This morning on CNN, Senator Joseph Lieberman asserted that, if the US were to withdraw from Iraq, "Iran and Al Qaeda win." Finally someone willing to stop hinting about dire consequences, and instead give voice to the real problem for the United States in Iraq: the willingness to admit defeat.
Lieberman, of course, expected that to be the final word on America's Iraq policy. It's not.
Losing here, winning there
For sake of argument, let's agree with Lieberman. We leave, and Iran and Al Qaeda "win." (That's not necessarily true, especially for Al Qaeda, but let's not get off track.) By implication, the United States loses. But what did we lose?
One of the reasons I started this blog is point out, whenever necessary, the importance of separating the different levels of strategy. Grand strategic, theater, operational, tactical, and technical levels are very different. Success at one level does not necessarily bring success at all the others.

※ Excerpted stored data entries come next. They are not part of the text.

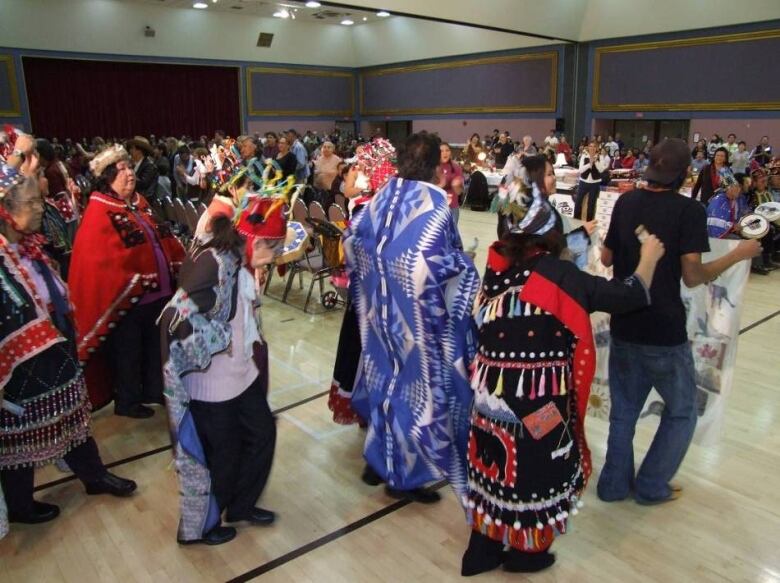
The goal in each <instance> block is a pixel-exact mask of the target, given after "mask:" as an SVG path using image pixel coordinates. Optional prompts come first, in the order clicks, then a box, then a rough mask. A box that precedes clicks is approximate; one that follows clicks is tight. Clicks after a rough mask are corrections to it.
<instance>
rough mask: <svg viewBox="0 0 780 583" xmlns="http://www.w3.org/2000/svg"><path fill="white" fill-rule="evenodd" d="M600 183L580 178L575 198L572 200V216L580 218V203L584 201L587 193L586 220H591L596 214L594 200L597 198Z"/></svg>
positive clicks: (581, 207)
mask: <svg viewBox="0 0 780 583" xmlns="http://www.w3.org/2000/svg"><path fill="white" fill-rule="evenodd" d="M600 192H601V184H600V183H599V182H593V183H591V182H584V181H582V180H580V184H579V186H578V187H577V200H575V201H574V218H575V219H581V218H582V204H583V202H584V201H585V195H588V210H587V218H586V219H585V220H586V221H592V220H593V217H595V216H596V201H597V200H598V199H599V193H600Z"/></svg>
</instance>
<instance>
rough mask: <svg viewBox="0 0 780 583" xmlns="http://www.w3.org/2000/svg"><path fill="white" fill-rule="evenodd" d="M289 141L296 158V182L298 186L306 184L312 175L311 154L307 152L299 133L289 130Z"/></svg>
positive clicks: (291, 148) (291, 129)
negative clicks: (299, 185)
mask: <svg viewBox="0 0 780 583" xmlns="http://www.w3.org/2000/svg"><path fill="white" fill-rule="evenodd" d="M287 141H288V142H289V144H290V151H291V152H292V153H293V156H295V161H296V166H295V182H297V183H298V184H306V181H307V180H308V179H309V174H310V173H311V171H310V169H309V154H308V152H307V151H306V147H305V146H304V145H303V144H302V143H301V140H300V139H299V138H298V132H297V131H295V130H294V129H289V130H287Z"/></svg>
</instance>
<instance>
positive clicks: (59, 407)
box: [0, 164, 136, 532]
mask: <svg viewBox="0 0 780 583" xmlns="http://www.w3.org/2000/svg"><path fill="white" fill-rule="evenodd" d="M43 210H44V203H43V199H42V197H41V193H40V190H39V188H38V184H37V182H36V180H35V179H34V178H25V177H24V176H22V175H21V174H19V173H18V171H17V170H15V169H14V168H12V167H11V166H8V165H6V164H2V165H0V400H1V401H2V409H0V435H2V436H3V439H2V440H0V481H2V486H3V488H2V489H3V491H4V492H5V499H6V502H7V505H8V520H9V521H10V522H19V523H24V524H37V523H41V522H48V521H49V520H53V519H54V518H56V517H57V516H58V515H59V508H58V507H57V506H55V505H53V504H47V503H43V502H38V501H36V500H34V499H33V484H34V471H35V468H36V467H41V466H43V465H46V464H49V463H52V462H53V461H55V460H58V459H61V458H64V460H65V462H66V463H67V464H68V466H69V467H70V469H71V470H73V472H74V473H75V474H76V477H78V478H79V479H80V480H81V481H82V483H83V484H84V486H85V488H86V491H87V494H90V495H91V494H112V495H114V496H129V495H130V494H132V493H133V491H135V489H136V484H135V482H133V481H131V480H125V479H123V478H119V477H117V476H115V475H113V474H110V473H109V472H108V471H107V470H106V467H105V466H104V465H103V462H102V461H101V459H100V455H99V453H98V449H97V444H96V443H95V440H94V439H93V438H92V436H91V430H90V420H89V414H90V409H91V408H90V404H89V399H88V396H87V391H86V387H85V385H84V377H83V375H82V372H81V367H80V366H79V363H78V359H77V357H76V348H75V327H74V325H73V319H72V314H71V310H70V303H69V302H68V297H67V287H66V286H65V283H64V282H63V281H62V279H60V277H59V274H58V273H57V269H56V267H55V266H54V264H53V263H52V262H51V261H50V260H49V258H48V257H46V255H45V254H44V253H43V249H42V245H43V243H45V239H44V238H43V237H42V236H41V235H38V234H37V232H38V230H39V229H40V227H41V219H42V217H43ZM0 522H2V519H0ZM3 530H4V528H3V524H0V532H2V531H3Z"/></svg>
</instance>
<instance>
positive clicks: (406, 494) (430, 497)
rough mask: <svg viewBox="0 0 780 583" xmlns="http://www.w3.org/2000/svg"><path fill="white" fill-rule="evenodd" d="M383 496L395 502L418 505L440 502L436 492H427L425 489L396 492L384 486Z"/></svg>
mask: <svg viewBox="0 0 780 583" xmlns="http://www.w3.org/2000/svg"><path fill="white" fill-rule="evenodd" d="M385 494H387V495H388V496H390V498H395V499H396V500H411V501H412V502H419V503H420V504H434V503H436V502H438V501H439V500H441V496H440V495H439V493H438V492H434V491H433V490H428V489H427V488H415V489H414V490H396V489H395V488H391V487H390V486H385Z"/></svg>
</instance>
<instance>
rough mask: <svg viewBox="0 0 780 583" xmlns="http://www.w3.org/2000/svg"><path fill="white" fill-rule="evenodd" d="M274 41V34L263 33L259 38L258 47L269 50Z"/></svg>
mask: <svg viewBox="0 0 780 583" xmlns="http://www.w3.org/2000/svg"><path fill="white" fill-rule="evenodd" d="M273 40H274V35H273V33H270V32H261V33H260V36H258V37H257V46H259V47H263V48H264V49H267V48H268V47H270V46H271V43H272V42H273Z"/></svg>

Just as importantly for the iraq question, failure at one does not trigger failure at the others. If the United States were to lose one part of its theater strategy for the Middle East, it does not portend a cataclysm for the United States in that region, or for the most recently added priority in American grand strategy, counterterrorism.
The United states may have to contain the consequences of occupation and withdrawal, but there are several outcomes that may be eminently tolerable for the United States. The Iraqi factions are likely to remain focused on each other, not the United States. Iran may gain power and influence within Iraq, but exactly how does this automatically translate into a catastrophic loss for the United States? Freed from the Iraq trap, the United States might be able to do more in the Middle East overall, instead of pouring more blood and treasure into a single country. Americans might live in less danger of terrorist attack, if the American occupation no longer inspires outrage against the United states.

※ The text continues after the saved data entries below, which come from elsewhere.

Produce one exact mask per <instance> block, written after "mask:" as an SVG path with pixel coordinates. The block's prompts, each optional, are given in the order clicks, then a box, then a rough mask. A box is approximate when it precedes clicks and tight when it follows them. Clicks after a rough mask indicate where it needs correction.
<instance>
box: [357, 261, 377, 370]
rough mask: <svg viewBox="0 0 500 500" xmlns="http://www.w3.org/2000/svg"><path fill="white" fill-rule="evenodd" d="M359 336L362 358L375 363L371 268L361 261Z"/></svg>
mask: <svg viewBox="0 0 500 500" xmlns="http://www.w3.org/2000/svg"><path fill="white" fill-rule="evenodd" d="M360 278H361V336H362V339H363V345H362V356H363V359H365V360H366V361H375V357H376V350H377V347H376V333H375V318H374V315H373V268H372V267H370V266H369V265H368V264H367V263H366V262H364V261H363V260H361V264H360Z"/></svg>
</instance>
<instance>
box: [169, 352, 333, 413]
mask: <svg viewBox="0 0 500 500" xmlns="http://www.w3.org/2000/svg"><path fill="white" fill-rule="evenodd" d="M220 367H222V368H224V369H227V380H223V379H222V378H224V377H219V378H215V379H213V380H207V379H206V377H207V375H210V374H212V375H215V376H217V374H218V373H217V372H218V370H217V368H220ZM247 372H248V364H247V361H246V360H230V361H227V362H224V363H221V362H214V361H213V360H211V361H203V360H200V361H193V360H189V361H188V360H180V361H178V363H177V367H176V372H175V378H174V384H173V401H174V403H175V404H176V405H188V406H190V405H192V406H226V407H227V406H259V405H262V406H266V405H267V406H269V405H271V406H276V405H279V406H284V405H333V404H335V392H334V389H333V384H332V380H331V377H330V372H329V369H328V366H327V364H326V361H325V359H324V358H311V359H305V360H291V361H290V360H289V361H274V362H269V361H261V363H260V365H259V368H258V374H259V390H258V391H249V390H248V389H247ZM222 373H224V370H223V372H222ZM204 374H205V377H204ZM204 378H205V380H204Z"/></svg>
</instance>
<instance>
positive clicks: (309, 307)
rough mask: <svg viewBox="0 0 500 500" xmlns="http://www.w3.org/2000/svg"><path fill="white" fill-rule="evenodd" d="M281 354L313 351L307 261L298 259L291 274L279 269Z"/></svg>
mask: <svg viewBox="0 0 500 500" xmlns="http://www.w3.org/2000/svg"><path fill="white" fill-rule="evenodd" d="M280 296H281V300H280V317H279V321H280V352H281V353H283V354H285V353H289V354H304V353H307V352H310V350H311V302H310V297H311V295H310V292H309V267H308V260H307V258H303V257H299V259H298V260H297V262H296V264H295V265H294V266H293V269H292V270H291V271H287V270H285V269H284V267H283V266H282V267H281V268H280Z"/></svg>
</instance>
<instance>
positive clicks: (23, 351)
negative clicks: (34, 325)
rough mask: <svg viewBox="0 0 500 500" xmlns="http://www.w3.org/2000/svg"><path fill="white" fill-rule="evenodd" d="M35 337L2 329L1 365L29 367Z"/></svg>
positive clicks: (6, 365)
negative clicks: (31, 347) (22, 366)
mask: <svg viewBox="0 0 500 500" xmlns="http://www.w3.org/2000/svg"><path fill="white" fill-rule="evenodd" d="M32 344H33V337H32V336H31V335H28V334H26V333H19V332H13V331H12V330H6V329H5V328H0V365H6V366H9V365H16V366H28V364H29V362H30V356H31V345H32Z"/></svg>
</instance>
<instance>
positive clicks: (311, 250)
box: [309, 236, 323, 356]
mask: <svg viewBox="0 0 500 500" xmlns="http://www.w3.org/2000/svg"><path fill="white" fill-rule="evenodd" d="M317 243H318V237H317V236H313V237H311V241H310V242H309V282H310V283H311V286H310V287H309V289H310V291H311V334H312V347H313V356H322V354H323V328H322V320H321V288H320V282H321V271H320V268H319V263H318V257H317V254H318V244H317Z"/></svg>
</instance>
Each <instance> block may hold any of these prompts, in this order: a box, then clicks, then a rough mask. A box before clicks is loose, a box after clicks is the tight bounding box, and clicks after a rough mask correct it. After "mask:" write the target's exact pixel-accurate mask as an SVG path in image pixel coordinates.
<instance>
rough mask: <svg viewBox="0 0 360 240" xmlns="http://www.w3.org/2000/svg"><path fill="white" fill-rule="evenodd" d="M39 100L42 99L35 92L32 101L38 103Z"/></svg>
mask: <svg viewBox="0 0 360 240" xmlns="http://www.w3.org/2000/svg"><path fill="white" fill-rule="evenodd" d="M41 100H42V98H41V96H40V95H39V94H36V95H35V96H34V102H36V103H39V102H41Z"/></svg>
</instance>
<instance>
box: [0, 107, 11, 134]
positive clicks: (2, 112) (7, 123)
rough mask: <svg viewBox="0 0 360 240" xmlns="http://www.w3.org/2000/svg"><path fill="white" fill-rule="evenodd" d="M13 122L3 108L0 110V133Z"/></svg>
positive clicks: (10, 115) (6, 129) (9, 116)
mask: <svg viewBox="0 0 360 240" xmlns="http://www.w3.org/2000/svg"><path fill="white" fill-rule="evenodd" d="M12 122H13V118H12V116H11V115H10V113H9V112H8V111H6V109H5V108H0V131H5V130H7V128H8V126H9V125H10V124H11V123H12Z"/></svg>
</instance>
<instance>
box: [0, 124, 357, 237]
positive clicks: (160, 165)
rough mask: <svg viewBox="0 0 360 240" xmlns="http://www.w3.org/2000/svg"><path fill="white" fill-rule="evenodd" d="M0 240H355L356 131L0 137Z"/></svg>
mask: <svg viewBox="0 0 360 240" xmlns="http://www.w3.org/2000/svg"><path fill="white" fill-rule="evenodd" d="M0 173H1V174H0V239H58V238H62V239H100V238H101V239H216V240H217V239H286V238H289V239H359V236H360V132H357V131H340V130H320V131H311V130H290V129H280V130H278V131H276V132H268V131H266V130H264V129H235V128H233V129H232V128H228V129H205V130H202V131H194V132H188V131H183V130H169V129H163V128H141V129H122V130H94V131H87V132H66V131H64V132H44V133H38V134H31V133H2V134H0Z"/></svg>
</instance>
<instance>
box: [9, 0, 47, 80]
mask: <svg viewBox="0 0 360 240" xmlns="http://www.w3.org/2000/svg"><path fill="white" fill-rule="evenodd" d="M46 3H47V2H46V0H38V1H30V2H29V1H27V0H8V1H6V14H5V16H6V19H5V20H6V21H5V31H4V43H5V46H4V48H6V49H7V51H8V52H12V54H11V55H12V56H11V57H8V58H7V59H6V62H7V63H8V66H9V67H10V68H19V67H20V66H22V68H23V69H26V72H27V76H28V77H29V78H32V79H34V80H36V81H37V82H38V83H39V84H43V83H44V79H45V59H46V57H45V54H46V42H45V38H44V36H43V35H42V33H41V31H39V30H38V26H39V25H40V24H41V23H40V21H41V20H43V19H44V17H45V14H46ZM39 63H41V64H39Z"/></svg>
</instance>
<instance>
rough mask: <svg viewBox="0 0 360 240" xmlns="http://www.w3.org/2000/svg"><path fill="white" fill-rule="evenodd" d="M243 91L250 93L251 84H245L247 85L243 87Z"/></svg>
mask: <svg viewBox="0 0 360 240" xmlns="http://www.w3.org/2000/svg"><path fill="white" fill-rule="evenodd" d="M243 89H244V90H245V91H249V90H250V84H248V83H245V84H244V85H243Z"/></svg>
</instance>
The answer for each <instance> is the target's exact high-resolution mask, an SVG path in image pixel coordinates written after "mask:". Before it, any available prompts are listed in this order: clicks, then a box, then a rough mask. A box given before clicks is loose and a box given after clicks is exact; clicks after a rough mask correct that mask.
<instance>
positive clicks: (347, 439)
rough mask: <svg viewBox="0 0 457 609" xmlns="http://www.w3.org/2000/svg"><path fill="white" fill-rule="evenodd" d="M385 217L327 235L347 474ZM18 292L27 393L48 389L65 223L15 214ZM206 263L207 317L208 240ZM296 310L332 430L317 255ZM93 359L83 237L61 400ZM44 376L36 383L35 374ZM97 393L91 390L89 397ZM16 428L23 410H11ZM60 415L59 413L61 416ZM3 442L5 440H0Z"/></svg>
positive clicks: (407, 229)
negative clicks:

Don't look for a scoreboard
It's hard for Americans to avoid conflating Iraq with the Middle East, and with US national security overall, in part because Americans hate to lose. It's the reason, for example, why military recruitment rates are lower than desired, but reenlistment rates are higher than many expected. American soldiers who have served in Iraq have faced a tough challenge. They feel responsible for the Iraqis who live in mortal danger. Therefore, they don't want to leave a job undone.
While America's allergy to losing might be a good thing for the teams playing the Super Bowl, it's a bad thing for US foreign policy. For the United States to remain a superpower, Americans have to be mature enough to accept defeat at one level of strategy, if it does not endanger American successes at the other levels of strategy. There are no military equivalents of Hail Mary passes or on-side kicks. War and diplomacy are not games with simple ways to measure winning and losing--something for which we should all be grateful.